Around 80% of menopausal women will experience symptoms including hot flushes, sleeping problems, mood changes and joint stiffness. These symptoms can have a drastic impact on day-to-day life and last around four years on average.

Hormone replacement therapy (HRT) helps around one million women across the UK deal with these menopausal symptoms. With the UK currently experiencing a shortage, women are struggling to get the medication they need, putting them in uncertain, challenging waters.

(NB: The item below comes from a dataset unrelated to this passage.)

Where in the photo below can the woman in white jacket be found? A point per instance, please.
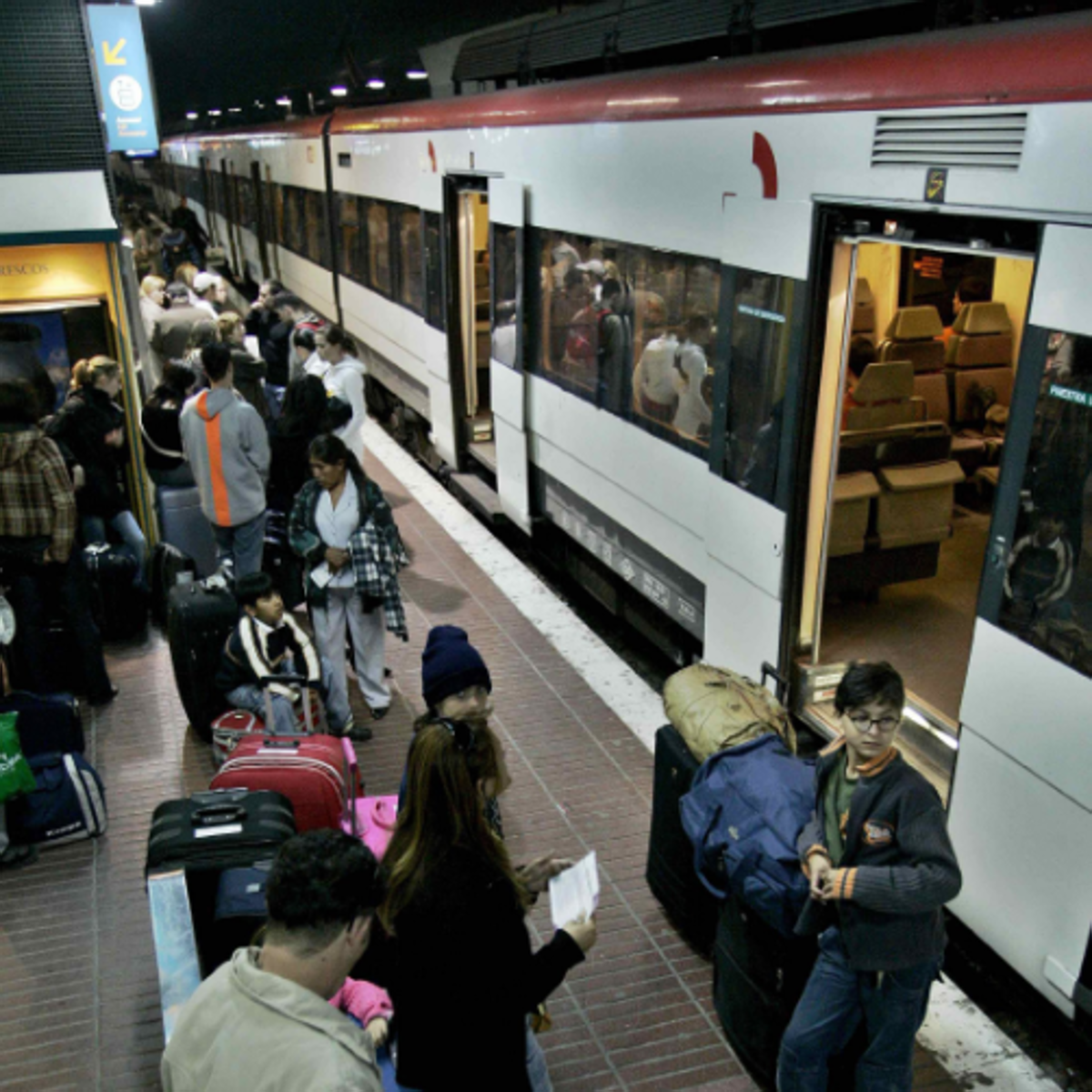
(344, 379)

Bertrand Stern-Gillet is CEO at Health Assured, the UK’s leading EAP provider. He says: “The menopause puts women through a real emotional, physical, and mental struggle. Not getting effective treatment could be life-threatening in some cases. And while the supply chain operations may be out of most people’s hands, there are changes employers can make to support affected employees during this time. If you’re an employer, it’s your responsibility to step in and guide these changes at work.

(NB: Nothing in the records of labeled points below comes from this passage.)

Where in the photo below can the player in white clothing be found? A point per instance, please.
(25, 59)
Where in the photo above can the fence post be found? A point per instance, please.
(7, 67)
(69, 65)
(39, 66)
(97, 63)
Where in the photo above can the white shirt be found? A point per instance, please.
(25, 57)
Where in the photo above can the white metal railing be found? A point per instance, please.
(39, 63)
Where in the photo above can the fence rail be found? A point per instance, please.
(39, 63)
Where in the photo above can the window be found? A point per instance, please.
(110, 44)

“Because we spend so much of our time in the workplace, employers have a vital role in the supporting process. Symptoms of the menopause can interfere with regular workplace duties, making work-life a struggle. Employers must recognise these challenges and do their best to provide support when it’s needed.

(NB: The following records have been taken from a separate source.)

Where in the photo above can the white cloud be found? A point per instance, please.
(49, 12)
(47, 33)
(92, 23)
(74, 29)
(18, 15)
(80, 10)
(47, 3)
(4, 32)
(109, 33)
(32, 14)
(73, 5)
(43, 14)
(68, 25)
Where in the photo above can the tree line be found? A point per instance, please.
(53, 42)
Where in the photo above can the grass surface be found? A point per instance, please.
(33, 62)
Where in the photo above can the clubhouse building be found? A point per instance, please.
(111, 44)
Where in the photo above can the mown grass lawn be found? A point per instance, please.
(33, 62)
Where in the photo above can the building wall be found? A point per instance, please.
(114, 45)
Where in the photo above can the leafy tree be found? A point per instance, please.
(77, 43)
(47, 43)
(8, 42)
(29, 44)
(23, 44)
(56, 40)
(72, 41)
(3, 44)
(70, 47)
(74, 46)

“As CEO, I’m proud to have signed the Menopause Workplace Pledge. Health Assured recognises the importance of menopause awareness and support in the workplace, and we are committed to supporting our employees through this stage of their career. We want to help other organisations provide this support too. Here are my top tips for supporting your employees during this difficult time.”

Check in with your teams

Menopause symptoms are often misunderstood, meaning your employees might be suffering in silence. But you’ll never know if you don’t approach the conversation. Considering the recent news surrounding HRT shortages, it’s now even more important to regularly check in on your employees’ wellbeing. Try to educate yourself about how the menopause affects women and listen non-judgementally in your check-ins. Do not ask someone directly or assume that they are menopausal – this could cause great offence and open you up to age or sex discrimination claims. Instead, listen to your employees concerns, recognise that some symptoms could be linked to the menopause and do what you can to help.

Talk openly about the menopause

Starting the conversation around employee wellbeing at the workplace involves educating and communicating about health issues such as the menopause. It could be helpful to run workshops to raise awareness and advise staff where they can turn to access more information or support. You might also wish to highlight the support options available to employees via the Intranet, email, or posters. Having a menopause policy in place can also help.

Introduce menopause champions

Train up employees or managers as experts in wellbeing. Courses like Mental Health First Aid and workshops on the menopause can provide the tools for these individuals to support others. When there’s a dedicated person to turn to, it might encourage more employees to open up about their struggles. It also highlights to employees your attitudes towards wellbeing.

Make reasonable adjustments

When employees have a long-term condition that affects their mental and physical health, they can ask for reasonable adjustments to their roles. These could include flexible working hours, reducing workload or additional equipment. It might only be a small change to you, but these changes can make all the difference to your employees.

Consider an EAP

The menopause is an extremely difficult time for any employee to go through, especially right now. Someone who had previously been able to manage their symptoms using HRT may be struggling again if they’re unable to get hold of the medication. An Employee Assistance Programme provides your employees with 24/7, 365 emotional support via a confidential counselling helpline.